En deuxième lieu, pour ce qui concerne les documents mentionnés aux points 2) à 4), la commission rappelle que le livre III du code des relations entre le public et l'administration ne fait pas obligation aux autorités administratives de répondre aux demandes de renseignements qui leur sont adressées, ni d'élaborer un document nouveau en vue de procurer les renseignements ou l'information souhaités (CE, 30 janvier 1995, Ministre d'État, Ministre de l’éducation nationale, n° 128797 ; CE, 22 mai 1995, Association de défense des animaux victimes d'ignominie ou de désaffection, n° 152393).

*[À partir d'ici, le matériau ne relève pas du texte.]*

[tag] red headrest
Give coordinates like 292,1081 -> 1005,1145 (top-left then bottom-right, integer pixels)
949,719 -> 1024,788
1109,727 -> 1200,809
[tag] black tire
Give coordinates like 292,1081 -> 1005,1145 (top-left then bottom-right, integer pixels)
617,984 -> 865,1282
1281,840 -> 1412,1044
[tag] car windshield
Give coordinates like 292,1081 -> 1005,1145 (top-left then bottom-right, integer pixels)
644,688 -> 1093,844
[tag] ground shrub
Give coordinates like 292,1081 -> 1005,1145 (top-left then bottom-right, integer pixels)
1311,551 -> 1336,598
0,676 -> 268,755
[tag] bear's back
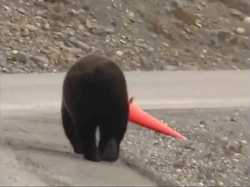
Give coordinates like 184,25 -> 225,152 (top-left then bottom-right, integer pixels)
63,55 -> 128,118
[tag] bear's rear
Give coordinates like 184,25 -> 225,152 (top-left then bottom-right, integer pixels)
61,55 -> 129,162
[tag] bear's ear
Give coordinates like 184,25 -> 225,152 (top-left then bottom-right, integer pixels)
129,97 -> 134,103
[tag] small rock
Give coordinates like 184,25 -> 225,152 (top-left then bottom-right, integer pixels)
17,8 -> 26,14
30,55 -> 49,68
140,56 -> 154,70
209,30 -> 232,48
153,140 -> 159,145
102,26 -> 115,34
245,165 -> 250,175
116,50 -> 124,57
69,9 -> 78,15
246,58 -> 250,65
170,120 -> 176,124
231,9 -> 243,19
43,63 -> 49,68
240,140 -> 248,144
196,5 -> 203,11
233,158 -> 240,162
151,33 -> 158,38
26,24 -> 38,32
176,169 -> 182,173
135,39 -> 148,49
82,4 -> 90,11
165,65 -> 178,71
12,50 -> 19,55
21,28 -> 30,37
127,10 -> 135,22
36,10 -> 47,16
230,117 -> 237,122
35,22 -> 41,28
198,182 -> 204,186
3,5 -> 10,11
68,38 -> 90,51
199,120 -> 207,125
78,24 -> 85,31
1,67 -> 8,72
111,19 -> 117,26
147,46 -> 154,52
43,23 -> 50,30
65,28 -> 75,36
162,42 -> 169,47
86,19 -> 94,29
244,17 -> 250,23
235,27 -> 245,34
224,141 -> 242,155
194,19 -> 202,28
77,41 -> 90,51
174,7 -> 197,25
165,0 -> 188,13
0,50 -> 7,66
200,53 -> 205,59
119,39 -> 127,44
222,136 -> 229,142
218,30 -> 232,42
218,181 -> 224,186
126,140 -> 132,145
121,35 -> 127,40
173,159 -> 186,169
67,47 -> 82,54
112,1 -> 119,8
11,51 -> 27,64
88,22 -> 115,35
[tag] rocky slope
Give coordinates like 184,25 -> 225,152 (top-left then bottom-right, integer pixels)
0,0 -> 250,73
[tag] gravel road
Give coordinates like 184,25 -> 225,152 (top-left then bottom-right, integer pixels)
121,107 -> 250,186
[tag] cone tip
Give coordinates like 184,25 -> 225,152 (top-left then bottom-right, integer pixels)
177,135 -> 188,141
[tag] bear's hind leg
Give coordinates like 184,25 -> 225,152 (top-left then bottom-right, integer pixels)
79,119 -> 101,162
99,117 -> 127,162
61,105 -> 83,154
99,136 -> 118,162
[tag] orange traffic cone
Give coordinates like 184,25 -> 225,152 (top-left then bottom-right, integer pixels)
128,98 -> 187,140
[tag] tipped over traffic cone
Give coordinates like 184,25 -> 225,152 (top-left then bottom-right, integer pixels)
128,99 -> 187,140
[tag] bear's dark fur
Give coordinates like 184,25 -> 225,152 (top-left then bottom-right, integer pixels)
61,55 -> 129,162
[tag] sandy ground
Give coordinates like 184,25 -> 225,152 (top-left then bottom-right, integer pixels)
0,110 -> 156,186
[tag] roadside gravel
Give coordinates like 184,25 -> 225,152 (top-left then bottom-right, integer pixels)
121,107 -> 250,186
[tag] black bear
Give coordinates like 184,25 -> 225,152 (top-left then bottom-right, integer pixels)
61,55 -> 129,162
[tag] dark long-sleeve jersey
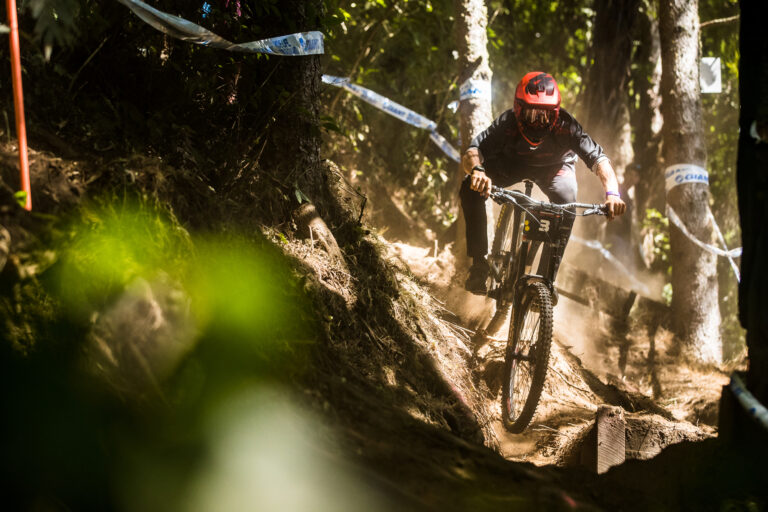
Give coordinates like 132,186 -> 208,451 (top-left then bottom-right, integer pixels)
468,107 -> 608,174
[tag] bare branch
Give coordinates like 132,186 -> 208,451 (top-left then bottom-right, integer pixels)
700,14 -> 739,29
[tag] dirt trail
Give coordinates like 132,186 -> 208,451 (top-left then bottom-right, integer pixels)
388,239 -> 729,468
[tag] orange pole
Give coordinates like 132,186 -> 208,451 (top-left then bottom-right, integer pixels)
5,0 -> 31,210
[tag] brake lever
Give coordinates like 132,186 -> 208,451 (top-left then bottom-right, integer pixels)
583,205 -> 608,216
489,187 -> 512,205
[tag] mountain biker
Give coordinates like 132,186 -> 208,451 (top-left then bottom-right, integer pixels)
460,71 -> 626,295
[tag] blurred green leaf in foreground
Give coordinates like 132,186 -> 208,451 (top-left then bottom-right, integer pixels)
1,201 -> 385,511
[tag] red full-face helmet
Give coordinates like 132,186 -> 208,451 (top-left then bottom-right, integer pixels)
513,72 -> 561,146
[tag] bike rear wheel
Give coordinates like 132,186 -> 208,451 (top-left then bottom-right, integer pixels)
501,281 -> 553,433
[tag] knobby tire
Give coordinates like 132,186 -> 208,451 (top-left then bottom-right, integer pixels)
491,203 -> 515,257
490,203 -> 516,310
501,281 -> 553,433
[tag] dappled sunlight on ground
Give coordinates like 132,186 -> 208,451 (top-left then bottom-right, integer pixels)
389,238 -> 727,470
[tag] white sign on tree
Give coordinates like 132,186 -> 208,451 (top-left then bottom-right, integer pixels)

En revanche, la commission considère de manière constante que sont des documents administratifs existants au sens de l’article L300-2 du code des relations entre le public et l’administration, ceux qui sont susceptibles d’être obtenus par un traitement automatisé d’usage courant. Il résulte en effet de la décision du Conseil d’État du 13 novembre 2020, n° 432832, publié aux Tables, que constituent des documents administratifs au sens de ces dispositions les documents qui peuvent être établis par extraction des bases de données dont l’administration dispose, si cela ne fait pas peser sur elle une charge de travail déraisonnable, laquelle doit être interprétée de façon objective.
La commission précise, à ce titre, que les informations demandées doivent pouvoir être obtenues par un traitement automatisé de données, sans retraitements successifs, en particulier par des interventions manuelles. Elle estime également que, lorsque les informations sollicitées doivent, pour être extraites d'un fichier informatique, faire l'objet de requêtes informatiques complexes ou d'une succession de requêtes particulières qui diffèrent de l'usage courant pour lequel le fichier informatique dans lequel elles sont contenues a été créé, l'ensemble des informations sollicitées ne peut alors être regardé comme constituant un document administratif existant (avis n° 20222817, 20222850 et 20222936 du 23 juin 2022). Une demande portant sur la communication d'un tel ensemble d'informations doit dès lors être regardée comme tendant à la constitution d'un nouveau document (Conseil n° 20133264 du 10 octobre 2013) et, par suite, être déclarée irrecevable.
En l’espèce, la commission prend note de la réponse du directeur général des finances publiques selon laquelle la demande en tant qu’elle porte sur les documents mentionnés aux points 2) à 4) viserait à l'obtention de renseignements qui ne seraient retracés par aucun document existant. En application des principes rappelés ci-dessus et dans la mesure où la demande porte sur les interventions qui auraient été effectuées par les services fiscaux sur des comptes informatiques, la commission émet toutefois un avis favorable à la communication des documents sollicités, sous réserve qu’ils soient susceptibles d’être obtenus par un traitement automatisé d’usage courant.